The end user is buying the service and I’m potentially being taken out of the play. So what were trying to do is say, ‘No you don’t have to be taken out of the play, just focus on what is a true business case and maybe even team with a CPA firm’. The end user wants the accounting advice and to reduce the cost of compliance.
CRN: What about the businesses that do not have an IT department? There are a lot of VARs that service those types of businesses.
MacArthur: This is where the VAR could see managed services. One of the things about Sarbanes-Oxley is that the US subsidiary company has to be audited every quarter, which means you’ve got to run a whole series of reports.

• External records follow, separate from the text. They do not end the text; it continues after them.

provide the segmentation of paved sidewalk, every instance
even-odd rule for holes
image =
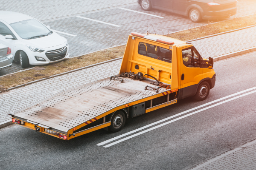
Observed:
[[[256,140],[199,165],[190,170],[254,170],[256,169]]]
[[[193,41],[206,58],[256,46],[256,27]],[[239,42],[237,42],[239,41]],[[54,77],[0,94],[0,124],[10,119],[9,113],[60,91],[118,74],[118,60]]]

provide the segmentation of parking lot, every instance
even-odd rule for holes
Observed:
[[[49,26],[51,29],[68,40],[71,57],[125,44],[127,35],[132,31],[144,33],[148,30],[151,33],[166,34],[208,22],[195,23],[187,17],[157,10],[145,11],[136,0],[116,0],[112,3],[107,1],[102,3],[99,0],[78,3],[72,0],[64,2],[58,7],[49,6],[46,2],[47,1],[35,1],[33,4],[38,3],[38,6],[42,6],[38,10],[32,10],[34,6],[31,4],[23,3],[19,5],[16,2],[15,3],[15,1],[11,1],[12,8],[0,7],[0,10],[28,14]],[[252,3],[256,4],[251,0],[240,1],[237,14],[230,18],[253,14],[255,10]],[[22,10],[26,5],[26,10]],[[18,63],[14,63],[12,67],[0,70],[0,76],[23,69]]]

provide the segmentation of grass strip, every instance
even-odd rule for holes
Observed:
[[[188,41],[255,24],[256,14],[218,23],[209,23],[205,26],[166,36],[183,41]],[[9,88],[32,81],[122,57],[125,48],[125,45],[114,47],[47,65],[37,66],[29,70],[1,77],[0,91],[4,91]]]

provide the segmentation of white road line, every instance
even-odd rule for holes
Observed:
[[[173,118],[174,117],[177,117],[177,116],[179,116],[180,115],[181,115],[182,114],[186,113],[188,113],[188,112],[190,112],[191,111],[194,110],[195,110],[198,109],[199,108],[202,108],[203,107],[206,106],[207,106],[207,105],[210,105],[211,104],[215,103],[216,102],[224,100],[224,99],[227,99],[228,98],[230,98],[230,97],[233,97],[233,96],[237,95],[238,94],[241,94],[242,93],[244,93],[244,92],[246,92],[247,91],[250,91],[251,90],[254,90],[254,89],[256,89],[256,87],[254,87],[253,88],[249,88],[248,89],[245,90],[244,90],[244,91],[239,91],[239,92],[233,94],[231,94],[231,95],[229,95],[229,96],[226,96],[225,97],[222,97],[221,98],[220,98],[220,99],[217,99],[217,100],[214,100],[214,101],[213,101],[212,102],[210,102],[207,103],[206,104],[204,104],[204,105],[201,105],[200,106],[198,106],[198,107],[196,107],[195,108],[192,108],[192,109],[188,110],[187,110],[184,111],[182,112],[181,113],[179,113],[175,114],[175,115],[173,115],[173,116],[171,116],[168,117],[166,118],[165,119],[163,119],[162,120],[159,120],[158,121],[156,122],[155,122],[152,123],[150,124],[149,125],[147,125],[146,126],[143,126],[143,127],[140,128],[139,128],[138,129],[135,129],[134,130],[132,130],[131,132],[127,132],[127,133],[123,134],[122,135],[121,135],[118,136],[117,136],[116,137],[115,137],[114,138],[111,138],[111,139],[108,139],[108,140],[107,140],[106,141],[98,143],[96,145],[97,146],[103,145],[104,145],[104,144],[105,144],[106,143],[109,143],[109,142],[111,142],[111,141],[113,141],[115,140],[116,139],[118,139],[122,138],[122,137],[124,137],[124,136],[126,136],[128,135],[129,135],[130,134],[133,133],[134,133],[135,132],[137,132],[138,131],[141,130],[142,130],[143,129],[145,129],[146,128],[148,128],[148,127],[149,127],[150,126],[152,126],[154,125],[156,125],[156,124],[157,124],[158,123],[160,123],[162,122],[164,122],[164,121],[165,121],[166,120],[169,120],[169,119]]]
[[[162,124],[159,125],[158,125],[157,126],[155,126],[154,127],[151,128],[149,128],[148,129],[147,129],[146,130],[143,131],[139,132],[139,133],[136,133],[136,134],[134,134],[134,135],[131,135],[131,136],[128,136],[128,137],[127,137],[126,138],[122,139],[120,139],[120,140],[118,140],[117,141],[115,142],[114,142],[111,143],[110,144],[107,144],[107,145],[104,146],[103,146],[103,147],[109,147],[110,146],[113,146],[114,144],[118,144],[119,143],[121,142],[122,142],[123,141],[125,141],[126,140],[129,139],[133,138],[134,137],[135,137],[135,136],[139,136],[140,135],[141,135],[142,134],[145,133],[146,132],[148,132],[149,131],[151,131],[151,130],[153,130],[157,129],[157,128],[158,128],[161,127],[162,127],[163,126],[164,126],[165,125],[166,125],[169,124],[170,124],[171,123],[172,123],[173,122],[177,121],[177,120],[181,119],[183,119],[183,118],[185,118],[185,117],[188,117],[189,116],[195,114],[195,113],[198,113],[201,112],[202,111],[205,110],[206,110],[209,109],[210,108],[213,108],[213,107],[214,107],[215,106],[217,106],[219,105],[221,105],[221,104],[226,103],[226,102],[230,102],[230,101],[233,100],[234,100],[235,99],[238,99],[238,98],[239,98],[240,97],[243,97],[244,96],[247,96],[247,95],[249,95],[249,94],[253,94],[253,93],[256,93],[256,91],[250,91],[250,92],[249,93],[246,93],[246,94],[241,94],[241,95],[240,96],[237,96],[236,97],[233,97],[233,98],[231,98],[231,99],[227,99],[227,100],[225,100],[225,101],[224,101],[223,102],[220,102],[219,103],[216,103],[215,105],[212,105],[211,106],[208,106],[208,107],[206,107],[205,108],[204,108],[203,109],[200,109],[200,110],[198,110],[195,111],[194,112],[192,112],[191,113],[189,113],[189,114],[186,114],[186,115],[184,115],[184,116],[182,116],[180,117],[179,117],[178,118],[177,118],[177,119],[175,119],[172,120],[171,120],[170,121],[167,122],[166,122],[165,123],[163,123]]]
[[[126,138],[122,139],[120,139],[120,140],[118,140],[117,141],[115,142],[114,142],[111,143],[110,144],[107,144],[107,145],[104,146],[103,146],[103,147],[109,147],[110,146],[113,146],[114,144],[118,144],[119,143],[121,142],[122,142],[123,141],[125,141],[126,140],[129,139],[133,138],[134,137],[135,137],[135,136],[139,136],[140,135],[141,135],[142,134],[145,133],[146,132],[148,132],[149,131],[151,131],[151,130],[153,130],[157,129],[157,128],[158,128],[161,127],[162,126],[164,126],[165,125],[168,125],[168,124],[170,124],[171,123],[172,123],[173,122],[177,121],[177,120],[181,119],[183,119],[183,118],[185,118],[185,117],[188,117],[189,116],[195,114],[195,113],[198,113],[201,112],[202,111],[205,110],[206,110],[209,109],[210,108],[213,108],[213,107],[214,107],[215,106],[217,106],[219,105],[221,105],[221,104],[226,103],[226,102],[230,102],[230,101],[233,100],[234,100],[235,99],[238,99],[238,98],[239,98],[240,97],[243,97],[244,96],[247,96],[247,95],[249,95],[249,94],[253,94],[253,93],[256,93],[256,91],[250,91],[250,92],[249,93],[246,93],[246,94],[241,94],[241,95],[240,96],[237,96],[236,97],[233,97],[233,98],[231,98],[231,99],[227,99],[227,100],[225,100],[225,101],[224,101],[223,102],[220,102],[219,103],[216,103],[215,105],[212,105],[211,106],[208,106],[208,107],[206,107],[205,108],[204,108],[203,109],[200,109],[200,110],[198,110],[195,111],[194,112],[192,112],[191,113],[189,113],[189,114],[186,114],[186,115],[184,115],[184,116],[182,116],[180,117],[179,117],[178,118],[177,118],[177,119],[175,119],[172,120],[171,120],[170,121],[167,122],[166,122],[165,123],[163,123],[162,124],[159,125],[158,125],[157,126],[155,126],[154,127],[151,128],[149,128],[148,129],[147,129],[146,130],[145,130],[143,131],[142,132],[139,132],[139,133],[136,133],[136,134],[134,134],[134,135],[131,135],[131,136],[129,136],[126,137]]]
[[[54,32],[58,32],[58,33],[62,34],[66,34],[66,35],[70,35],[70,36],[73,36],[73,37],[76,37],[77,36],[77,35],[73,35],[73,34],[70,34],[66,33],[65,32],[59,31],[58,31],[53,30],[52,29],[51,29],[51,30],[53,31]]]
[[[84,20],[91,20],[91,21],[97,22],[98,23],[102,23],[103,24],[109,25],[110,26],[116,26],[116,27],[120,27],[120,26],[118,26],[117,25],[111,24],[110,23],[105,23],[105,22],[99,21],[98,20],[93,20],[93,19],[90,19],[90,18],[86,18],[86,17],[83,17],[76,16],[76,17],[78,17],[80,18],[82,18],[82,19],[84,19]]]
[[[119,9],[124,9],[125,10],[127,10],[127,11],[131,11],[132,12],[137,12],[138,13],[145,14],[145,15],[150,15],[150,16],[153,16],[153,17],[157,17],[160,18],[163,18],[163,17],[160,17],[160,16],[157,16],[157,15],[153,15],[152,14],[147,14],[147,13],[146,13],[145,12],[140,12],[139,11],[132,10],[131,9],[127,9],[126,8],[119,8]]]

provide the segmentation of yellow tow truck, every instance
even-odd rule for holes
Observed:
[[[126,119],[194,96],[214,87],[213,60],[170,37],[129,35],[119,74],[65,89],[10,114],[13,123],[64,140],[97,130],[119,130]]]

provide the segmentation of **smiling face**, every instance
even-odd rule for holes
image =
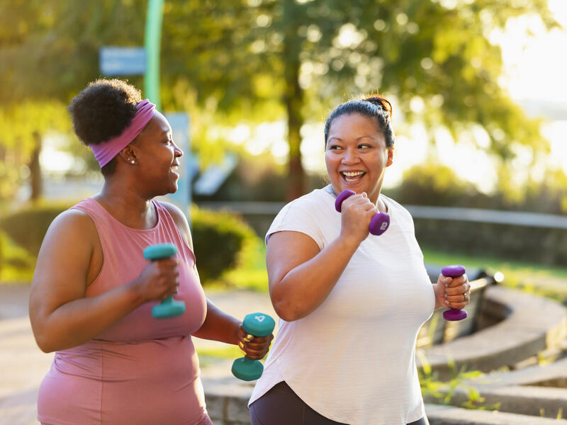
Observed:
[[[133,147],[145,187],[155,195],[175,193],[179,178],[178,158],[183,151],[173,141],[172,128],[163,115],[155,112]]]
[[[342,115],[331,123],[325,162],[336,193],[344,189],[366,192],[376,203],[393,155],[393,147],[386,147],[375,119],[355,113]]]

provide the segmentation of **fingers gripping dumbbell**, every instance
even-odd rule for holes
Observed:
[[[245,332],[254,336],[267,336],[274,331],[276,322],[268,314],[250,313],[242,322]],[[258,379],[264,371],[264,366],[257,360],[247,356],[237,358],[232,363],[232,375],[238,379],[249,381]]]
[[[350,189],[346,189],[339,193],[339,196],[337,197],[337,200],[335,201],[335,209],[340,212],[342,201],[347,199],[349,196],[354,195],[354,191],[351,191]],[[370,221],[370,224],[368,226],[368,230],[372,234],[378,236],[386,232],[389,225],[390,216],[386,212],[378,212]]]
[[[441,269],[441,274],[450,278],[458,278],[465,274],[465,268],[462,266],[447,266]],[[451,322],[462,320],[466,318],[466,312],[458,308],[451,308],[443,312],[443,317],[445,320],[451,320]]]
[[[177,248],[172,244],[150,245],[144,249],[144,258],[152,261],[169,259],[177,254]],[[185,302],[167,297],[161,304],[152,307],[152,315],[157,319],[179,316],[185,312]]]

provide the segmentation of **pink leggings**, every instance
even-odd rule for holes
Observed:
[[[250,421],[252,425],[347,425],[316,412],[285,381],[250,404]],[[429,425],[429,422],[423,417],[408,425]]]

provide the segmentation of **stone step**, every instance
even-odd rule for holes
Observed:
[[[430,425],[567,425],[567,419],[426,404]]]

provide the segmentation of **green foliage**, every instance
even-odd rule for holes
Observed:
[[[257,237],[233,214],[193,207],[191,212],[197,269],[203,284],[241,264],[242,252]]]
[[[68,203],[28,205],[4,217],[0,229],[18,245],[37,256],[51,222],[70,206]]]
[[[484,404],[485,400],[481,397],[478,390],[472,385],[471,380],[483,376],[483,373],[478,370],[466,371],[464,367],[458,370],[454,365],[449,365],[451,369],[451,377],[448,381],[440,381],[437,374],[432,372],[431,367],[425,359],[422,351],[417,350],[417,355],[422,363],[422,368],[417,371],[420,378],[422,395],[425,399],[432,399],[440,404],[458,404],[465,409],[477,410],[498,410],[500,403],[494,404]],[[464,396],[464,401],[455,401],[457,392]],[[460,398],[460,397],[459,397]]]
[[[35,264],[33,257],[26,249],[0,230],[0,282],[28,281]]]
[[[396,200],[418,205],[461,205],[464,198],[475,198],[474,186],[448,166],[426,162],[403,174],[402,183],[392,191]]]
[[[101,46],[142,44],[146,6],[4,1],[0,104],[67,103],[99,76]],[[505,166],[512,143],[545,146],[539,123],[526,118],[498,84],[501,53],[488,38],[527,13],[547,28],[558,25],[546,0],[357,0],[347,8],[337,0],[170,0],[163,17],[164,109],[191,116],[199,109],[223,111],[232,123],[286,119],[288,181],[304,185],[303,124],[378,89],[395,98],[395,116],[401,111],[407,121],[445,126],[457,140],[479,124],[490,138],[487,150]],[[141,86],[141,77],[132,79]],[[411,108],[416,99],[425,110]]]

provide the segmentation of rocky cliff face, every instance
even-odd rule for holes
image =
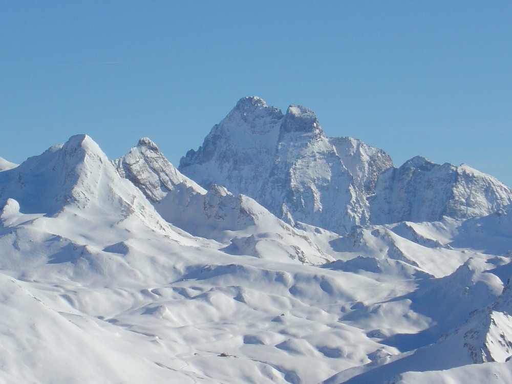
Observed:
[[[492,176],[417,156],[383,172],[369,200],[372,223],[385,224],[483,217],[510,204],[511,198],[512,190]]]
[[[483,216],[512,202],[512,190],[466,165],[417,157],[398,168],[381,150],[328,138],[314,113],[286,114],[258,97],[241,99],[180,170],[249,196],[288,222],[343,233],[354,225]]]
[[[358,140],[326,137],[308,108],[292,105],[283,114],[248,97],[179,169],[204,187],[218,184],[250,196],[289,223],[345,232],[369,222],[365,196],[392,165],[383,151]]]

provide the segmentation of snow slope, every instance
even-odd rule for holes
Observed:
[[[110,161],[77,135],[0,172],[0,381],[510,382],[509,206],[346,228],[358,222],[349,204],[343,235],[296,221],[316,203],[305,186],[332,210],[330,188],[349,180],[342,198],[370,211],[394,168],[379,150],[324,137],[307,109],[239,104],[230,119],[261,136],[247,153],[281,140],[265,182],[293,179],[304,207],[282,201],[294,226],[204,189],[147,138]],[[478,196],[498,190],[485,185]],[[502,204],[493,194],[480,206]],[[315,217],[329,222],[324,211]]]
[[[3,170],[11,169],[17,166],[18,164],[11,163],[10,161],[8,161],[5,159],[0,157],[0,172]]]
[[[254,198],[293,224],[345,234],[354,225],[481,217],[512,203],[512,190],[464,164],[420,157],[398,168],[383,151],[348,137],[328,138],[314,113],[283,114],[261,99],[241,99],[180,170],[208,187]]]

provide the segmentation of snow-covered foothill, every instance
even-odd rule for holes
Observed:
[[[15,168],[17,166],[18,164],[14,164],[14,163],[11,163],[10,161],[8,161],[4,158],[0,157],[0,172],[3,170],[12,169],[13,168]]]

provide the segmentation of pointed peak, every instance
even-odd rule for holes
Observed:
[[[246,109],[254,109],[255,108],[264,108],[267,106],[267,103],[263,99],[258,96],[248,96],[242,97],[237,103],[234,107],[236,110],[242,110]]]
[[[314,112],[305,106],[294,104],[288,107],[281,129],[284,133],[322,132]]]
[[[137,146],[138,147],[146,147],[153,151],[160,151],[157,145],[148,137],[141,137],[139,139]]]
[[[90,136],[84,134],[71,136],[62,146],[65,153],[70,154],[74,154],[78,148],[85,152],[93,152],[102,156],[104,155],[96,142]]]
[[[4,158],[0,157],[0,172],[3,170],[12,169],[13,168],[16,168],[17,166],[18,166],[18,164],[11,163]]]

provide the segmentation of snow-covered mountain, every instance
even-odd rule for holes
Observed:
[[[3,157],[0,157],[0,172],[11,169],[17,167],[18,164],[8,161]]]
[[[339,233],[354,225],[484,216],[512,203],[512,190],[466,165],[421,157],[398,168],[383,151],[328,138],[314,114],[283,114],[258,97],[241,99],[180,170],[255,199],[278,217]]]
[[[181,166],[79,135],[0,170],[0,381],[512,384],[492,177],[258,98]]]

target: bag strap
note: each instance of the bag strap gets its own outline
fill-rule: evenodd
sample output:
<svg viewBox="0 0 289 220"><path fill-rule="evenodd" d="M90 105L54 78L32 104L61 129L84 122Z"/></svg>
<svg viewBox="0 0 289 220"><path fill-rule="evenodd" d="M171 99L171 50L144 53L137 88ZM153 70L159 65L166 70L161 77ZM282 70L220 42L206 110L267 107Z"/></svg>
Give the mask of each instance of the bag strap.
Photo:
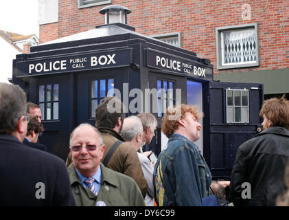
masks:
<svg viewBox="0 0 289 220"><path fill-rule="evenodd" d="M109 160L111 160L111 156L113 155L116 149L118 148L118 146L122 144L123 142L121 140L118 140L116 142L115 142L113 146L109 149L108 152L107 153L106 157L104 159L104 161L102 164L106 166L108 164Z"/></svg>

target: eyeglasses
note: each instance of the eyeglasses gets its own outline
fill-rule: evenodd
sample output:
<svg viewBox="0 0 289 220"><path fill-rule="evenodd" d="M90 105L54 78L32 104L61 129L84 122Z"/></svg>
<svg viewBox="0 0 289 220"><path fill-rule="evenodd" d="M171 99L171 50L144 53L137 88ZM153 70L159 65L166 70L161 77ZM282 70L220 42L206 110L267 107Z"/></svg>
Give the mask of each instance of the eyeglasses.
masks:
<svg viewBox="0 0 289 220"><path fill-rule="evenodd" d="M102 146L100 144L99 146ZM95 151L96 148L97 147L97 145L86 145L85 148L87 151ZM70 147L71 148L71 151L73 152L79 152L82 149L82 145L77 145L77 146L72 146Z"/></svg>
<svg viewBox="0 0 289 220"><path fill-rule="evenodd" d="M29 116L23 116L24 118L25 119L25 120L27 121L27 123L29 123L29 120L30 118L30 117Z"/></svg>

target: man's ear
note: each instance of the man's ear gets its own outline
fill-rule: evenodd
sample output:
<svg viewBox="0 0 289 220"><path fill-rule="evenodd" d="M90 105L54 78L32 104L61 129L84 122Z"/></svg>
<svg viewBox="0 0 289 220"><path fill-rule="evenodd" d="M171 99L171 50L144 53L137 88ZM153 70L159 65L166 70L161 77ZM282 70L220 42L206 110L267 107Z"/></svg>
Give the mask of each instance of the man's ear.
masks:
<svg viewBox="0 0 289 220"><path fill-rule="evenodd" d="M24 133L24 132L27 132L27 123L23 120L24 119L24 116L22 116L21 117L20 117L19 120L17 122L17 131L19 133ZM26 133L25 133L25 136L26 136Z"/></svg>

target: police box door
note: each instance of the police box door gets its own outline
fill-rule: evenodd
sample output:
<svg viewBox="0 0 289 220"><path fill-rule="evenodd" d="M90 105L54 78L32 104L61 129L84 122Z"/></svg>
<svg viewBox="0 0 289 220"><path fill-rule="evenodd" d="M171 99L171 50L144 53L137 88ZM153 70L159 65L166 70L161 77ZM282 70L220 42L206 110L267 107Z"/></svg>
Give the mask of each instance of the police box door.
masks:
<svg viewBox="0 0 289 220"><path fill-rule="evenodd" d="M210 151L215 177L231 177L240 145L261 131L263 85L210 82Z"/></svg>
<svg viewBox="0 0 289 220"><path fill-rule="evenodd" d="M34 76L29 79L28 100L39 104L45 131L39 138L49 152L66 160L69 153L73 107L69 74Z"/></svg>
<svg viewBox="0 0 289 220"><path fill-rule="evenodd" d="M95 109L108 95L111 89L117 88L122 94L126 78L125 68L100 69L78 72L76 78L76 126L81 123L95 124ZM108 94L109 95L109 94Z"/></svg>

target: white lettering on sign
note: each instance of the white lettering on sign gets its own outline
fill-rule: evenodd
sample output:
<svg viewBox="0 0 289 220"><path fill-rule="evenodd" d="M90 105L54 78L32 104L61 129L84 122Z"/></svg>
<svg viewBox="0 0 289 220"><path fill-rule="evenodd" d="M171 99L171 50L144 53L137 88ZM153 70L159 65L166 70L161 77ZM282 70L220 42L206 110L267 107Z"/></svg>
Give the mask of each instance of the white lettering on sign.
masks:
<svg viewBox="0 0 289 220"><path fill-rule="evenodd" d="M168 59L167 58L160 57L157 56L156 64L158 66L159 64L163 67L166 67L167 69L174 69L177 71L181 71L181 62L176 61L172 59Z"/></svg>
<svg viewBox="0 0 289 220"><path fill-rule="evenodd" d="M49 72L52 70L66 69L66 60L56 60L54 62L38 63L36 65L31 63L29 65L29 73L32 70L39 73L41 72Z"/></svg>
<svg viewBox="0 0 289 220"><path fill-rule="evenodd" d="M102 55L100 57L91 56L91 65L95 67L100 64L100 65L109 65L111 63L115 64L115 61L113 59L115 58L115 54L113 55Z"/></svg>
<svg viewBox="0 0 289 220"><path fill-rule="evenodd" d="M194 75L198 75L198 76L204 76L206 77L206 75L205 74L205 72L206 71L206 69L205 68L200 68L200 67L196 67L194 66Z"/></svg>

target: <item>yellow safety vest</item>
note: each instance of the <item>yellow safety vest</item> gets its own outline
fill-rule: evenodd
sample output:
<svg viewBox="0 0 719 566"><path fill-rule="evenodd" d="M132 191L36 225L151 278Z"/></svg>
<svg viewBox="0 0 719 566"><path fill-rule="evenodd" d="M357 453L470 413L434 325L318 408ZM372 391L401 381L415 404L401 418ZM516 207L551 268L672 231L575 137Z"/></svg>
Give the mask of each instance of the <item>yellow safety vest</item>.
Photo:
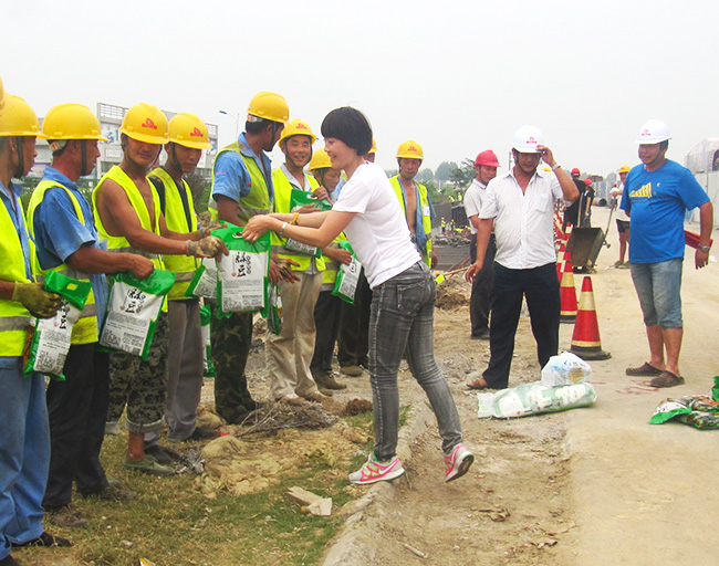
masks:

That means VARs have the opportunity to develop a managed service proposition in conjunction with a CPA to help them run those reports and give the report to the audit firm and say, ‘OK we’ve run the reports for you and we’ll do so every quarter and at the same time, we’ll do a health check on the system and we’ll charge you a fee for that’. It’s giving the VAR a much more optimistic outlook.